On ImageNet100, at 3% labels and dataset size = 5000, representation alignment metrics show:

Representation Pair	mNN ↑	Cycle ↑	LCS ↑	Interpretation
Ours - Standard TF	0.302	0.289	0.193	Significant overlap in learned neighborhood structures
EIG - Ours	0.304	0.295	0.195	Ours is closest to spectral reference
EIG - Standard TF	0.269	0.262	0.177	Standard TF also approaches spectral structure but less so

Ablation Study¶

Ablations on the Laplacian predictor and PE refinement (5-factor product manifold):

Context size	Lap+PE 1 Layer	Our Model	Lap Linear	Note
3	0.534 ± 0.008	0.663 ± 0.031	0.479 ± 0.009	Full spectral module yields max gain at low labels
10	0.567 ± 0.015	0.720 ± 0.016	0.465 ± 0.010	Single-layer non-iterative PE is insufficient
40	0.608 ± 0.009	0.744 ± 0.007	0.536 ± 0.005	Stable gap remains as labels increase

Key Findings¶

Representation learning is the primary source of gain. ORIG+ICL blindly performing ICL on raw coordinates is significantly weaker than ORIG+E2E-ICL.
Standard Transformer baselines exhibit a phase transition: performance is poor with <1000 training tasks but jumps at ~1200 as the model begins to learn separable contextual geometry.
OOD results show the model learns a generic neighborhood/spectral calculation rather than just memorizing a specific coordinate system.

Highlights & Insights¶

The most valuable insight is clarifying the role of "unlabeled context": it is not just more prompt length, but a signal to construct a contextual representation \(\phi(X)\).
The two-stage construction bridges semi-supervised learning, spectral geometry, and ICL theory. It provides more mechanistic clarity than simply saying "Transformers use context."
The structured model serves as an interpretable reference to observe whether standard Transformers eventually learn algorithms like Laplacian Eigenmaps.

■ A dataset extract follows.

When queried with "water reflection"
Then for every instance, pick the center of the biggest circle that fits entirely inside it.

Limitations & Future Work¶

Experimental scale is limited to episode-style contexts (\(n=100\)) and VGG features rather than end-to-end large-scale SSL.
Dependence on manifold assumptions: if the neighborhood structure is unrelated to labels, spectral bias might propagate errors.
The analysis uses idealized components (RBF attention, linear power iteration modules). Whether standard Transformers naturally learn these exactly needs more verification.

vs. Traditional Graph SSL: Instead of offline graph construction, this process is internalized into the forward pass, making representations dynamic per context.
vs. Supervised ICL Theory: Extends the "gradient descent in attention" view to semi-supervised settings where queries participate in representation learning.
vs. Many-shot / Unsupervised ICL: Unlike methods relying on pseudo-label selection, this directly extracts geometric structure from unlabeled tokens.

Rating¶

Novelty: ⭐⭐⭐⭐⭐ (Integrates SSL into ICL framework with a spectral mechanism).
Experimental Thoroughness: ⭐⭐⭐⭐ (Strong manifold and OOD tests; needs more large-scale real-world data).
Writing Quality: ⭐⭐⭐⭐ (Logical flow, though mathematical details in the appendix are dense).
Value: ⭐⭐⭐⭐⭐ (Provides a reusable modeling approach for few-label episode classification).